This morning, my business partner noticed that some of our sites were not updating from our main database. One of our database servers was rebooted last night, so I suspected that the slave was not running. So I logged in to the server and started up mysql client. Then I issued this command:
show slave status\G
The slave was in fact running, but the relay log was corrupted
Part of the output shows this:
Could not parse relay log event entry. The possible reasons are: the master's binary log is corrupted (you can check this by running 'mysqlbinlog' on the binary log), the slave's relay log is corrupted (you can check this by running 'mysqlbinlog' on the relay log), a network problem, or a bug in the master's or slave's MySQL code. If you want to check the master's binary log or slave's relay log, you will be able to know their names by issuing 'SHOW SLAVE STATUS' on this slave.

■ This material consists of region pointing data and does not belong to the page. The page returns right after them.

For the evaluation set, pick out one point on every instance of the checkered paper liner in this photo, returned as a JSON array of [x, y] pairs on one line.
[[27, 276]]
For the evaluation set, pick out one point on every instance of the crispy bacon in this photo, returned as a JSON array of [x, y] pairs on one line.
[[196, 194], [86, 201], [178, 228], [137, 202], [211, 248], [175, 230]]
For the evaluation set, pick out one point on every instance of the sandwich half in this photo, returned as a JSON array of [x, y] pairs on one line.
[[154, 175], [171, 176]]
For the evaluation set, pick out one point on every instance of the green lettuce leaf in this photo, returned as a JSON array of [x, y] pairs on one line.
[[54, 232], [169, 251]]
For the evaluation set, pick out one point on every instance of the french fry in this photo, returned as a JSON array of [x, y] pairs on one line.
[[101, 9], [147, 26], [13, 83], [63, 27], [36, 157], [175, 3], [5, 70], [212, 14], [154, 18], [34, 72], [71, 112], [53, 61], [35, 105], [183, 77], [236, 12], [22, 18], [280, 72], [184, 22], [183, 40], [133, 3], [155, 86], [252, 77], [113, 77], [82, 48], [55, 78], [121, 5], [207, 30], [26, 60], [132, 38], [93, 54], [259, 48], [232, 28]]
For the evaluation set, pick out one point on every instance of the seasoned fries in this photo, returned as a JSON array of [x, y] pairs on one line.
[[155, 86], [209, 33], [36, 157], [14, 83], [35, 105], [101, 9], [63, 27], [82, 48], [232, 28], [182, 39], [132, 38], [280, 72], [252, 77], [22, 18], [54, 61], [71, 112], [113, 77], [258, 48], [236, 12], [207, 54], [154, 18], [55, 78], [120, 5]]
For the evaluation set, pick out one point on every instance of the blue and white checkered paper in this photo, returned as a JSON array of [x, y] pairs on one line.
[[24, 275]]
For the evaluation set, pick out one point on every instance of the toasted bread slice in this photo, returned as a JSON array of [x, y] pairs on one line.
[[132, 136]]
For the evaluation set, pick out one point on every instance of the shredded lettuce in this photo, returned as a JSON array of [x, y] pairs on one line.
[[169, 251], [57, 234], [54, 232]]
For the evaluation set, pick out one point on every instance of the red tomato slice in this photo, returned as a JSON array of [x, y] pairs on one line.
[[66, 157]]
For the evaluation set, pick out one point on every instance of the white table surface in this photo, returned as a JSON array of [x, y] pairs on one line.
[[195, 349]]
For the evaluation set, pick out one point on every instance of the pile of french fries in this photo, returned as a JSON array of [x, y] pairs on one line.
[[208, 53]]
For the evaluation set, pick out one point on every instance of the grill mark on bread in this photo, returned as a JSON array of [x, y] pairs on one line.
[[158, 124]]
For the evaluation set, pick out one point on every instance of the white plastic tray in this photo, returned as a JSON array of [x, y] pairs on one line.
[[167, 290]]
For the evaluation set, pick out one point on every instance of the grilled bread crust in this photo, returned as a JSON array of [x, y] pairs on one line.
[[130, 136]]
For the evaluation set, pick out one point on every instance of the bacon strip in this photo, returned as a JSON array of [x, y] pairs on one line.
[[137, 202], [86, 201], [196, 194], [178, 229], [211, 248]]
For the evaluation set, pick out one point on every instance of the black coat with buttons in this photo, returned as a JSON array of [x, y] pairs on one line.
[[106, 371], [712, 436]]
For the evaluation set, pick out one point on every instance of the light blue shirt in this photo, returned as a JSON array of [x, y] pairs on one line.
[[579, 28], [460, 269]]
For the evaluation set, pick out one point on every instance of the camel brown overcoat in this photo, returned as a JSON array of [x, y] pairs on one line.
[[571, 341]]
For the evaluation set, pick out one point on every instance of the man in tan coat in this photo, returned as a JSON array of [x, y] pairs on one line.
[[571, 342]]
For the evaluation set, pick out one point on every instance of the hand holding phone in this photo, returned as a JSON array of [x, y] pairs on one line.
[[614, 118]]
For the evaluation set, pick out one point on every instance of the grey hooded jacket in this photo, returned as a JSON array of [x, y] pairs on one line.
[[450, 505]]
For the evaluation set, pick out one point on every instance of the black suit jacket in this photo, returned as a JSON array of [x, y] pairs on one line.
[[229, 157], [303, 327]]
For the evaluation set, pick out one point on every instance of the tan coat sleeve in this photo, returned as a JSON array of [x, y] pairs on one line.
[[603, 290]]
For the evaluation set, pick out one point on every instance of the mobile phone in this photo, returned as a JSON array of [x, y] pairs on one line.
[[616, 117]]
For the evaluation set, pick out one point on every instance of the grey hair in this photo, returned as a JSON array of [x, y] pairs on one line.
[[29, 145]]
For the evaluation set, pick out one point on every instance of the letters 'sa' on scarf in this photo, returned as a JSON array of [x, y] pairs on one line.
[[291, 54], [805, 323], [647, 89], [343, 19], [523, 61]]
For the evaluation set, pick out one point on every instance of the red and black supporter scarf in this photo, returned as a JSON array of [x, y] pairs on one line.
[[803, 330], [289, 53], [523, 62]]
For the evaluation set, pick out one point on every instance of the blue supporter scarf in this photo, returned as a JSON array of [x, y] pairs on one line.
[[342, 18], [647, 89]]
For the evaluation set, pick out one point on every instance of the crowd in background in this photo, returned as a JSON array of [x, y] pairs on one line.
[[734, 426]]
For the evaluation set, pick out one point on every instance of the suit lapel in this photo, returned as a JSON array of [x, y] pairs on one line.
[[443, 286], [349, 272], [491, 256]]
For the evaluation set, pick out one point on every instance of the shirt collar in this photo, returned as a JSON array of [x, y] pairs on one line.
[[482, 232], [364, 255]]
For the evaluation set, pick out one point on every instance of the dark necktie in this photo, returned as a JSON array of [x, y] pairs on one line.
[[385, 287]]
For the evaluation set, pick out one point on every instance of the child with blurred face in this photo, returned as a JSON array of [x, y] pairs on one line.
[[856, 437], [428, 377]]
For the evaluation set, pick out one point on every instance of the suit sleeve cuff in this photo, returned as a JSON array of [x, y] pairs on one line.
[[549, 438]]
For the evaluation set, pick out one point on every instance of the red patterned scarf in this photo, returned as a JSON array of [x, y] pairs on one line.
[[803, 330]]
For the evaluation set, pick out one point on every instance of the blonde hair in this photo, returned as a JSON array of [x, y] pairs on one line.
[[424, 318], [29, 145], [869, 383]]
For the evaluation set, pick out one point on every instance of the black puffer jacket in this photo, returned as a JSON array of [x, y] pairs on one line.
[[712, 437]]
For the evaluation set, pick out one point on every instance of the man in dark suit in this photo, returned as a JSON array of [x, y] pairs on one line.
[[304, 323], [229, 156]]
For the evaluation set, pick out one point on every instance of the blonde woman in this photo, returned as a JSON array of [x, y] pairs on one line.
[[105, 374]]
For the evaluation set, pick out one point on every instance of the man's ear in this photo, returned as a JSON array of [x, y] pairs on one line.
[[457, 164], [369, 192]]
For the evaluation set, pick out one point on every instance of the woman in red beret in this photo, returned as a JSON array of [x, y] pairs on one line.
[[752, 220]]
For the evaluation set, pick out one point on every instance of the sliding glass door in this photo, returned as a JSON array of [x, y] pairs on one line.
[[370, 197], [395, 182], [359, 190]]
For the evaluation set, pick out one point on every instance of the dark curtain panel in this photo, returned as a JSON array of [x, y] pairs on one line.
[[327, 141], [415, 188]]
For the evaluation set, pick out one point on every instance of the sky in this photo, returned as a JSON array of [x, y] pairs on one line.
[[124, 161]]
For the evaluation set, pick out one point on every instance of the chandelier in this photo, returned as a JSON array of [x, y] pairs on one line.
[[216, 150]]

And it also says seconds behind master is NULL, which always signals a problem in replication. I ran the command that it told me to after I looked in the output table to see what the relay log was named (mysqld-relay.000037):
This proceeded to run through the relay log, which took a minute or 2 and then at the end it showed me that there was an error on the last line. I assume this was caused by an incomplete write in the relay log as a result of the server restarting. OK, that makes sense and it kinda sucks that this is possible on a restart, but you can’t have everything right? On to the solution…
In order to get your slave back to where it should be, you need to look at the results of this command again:
show slave status\G
Copy down these values as you will need them in the next step:
Now you will need to stop your slave, issue a command with the values in the previous step and then start your slave again like so:
stop slave; CHANGE master TO master_log_file='mysql-bin.000041',master_log_pos=661877428; slave start;
Then you can issue the show slave status command and Seconds_Behind_Master should not be NULL now. If its higher than zero, you can keep issuing the command to get an idea of how long it will take to catch up to the master. It is usually fairly quick unless you have many GB of data.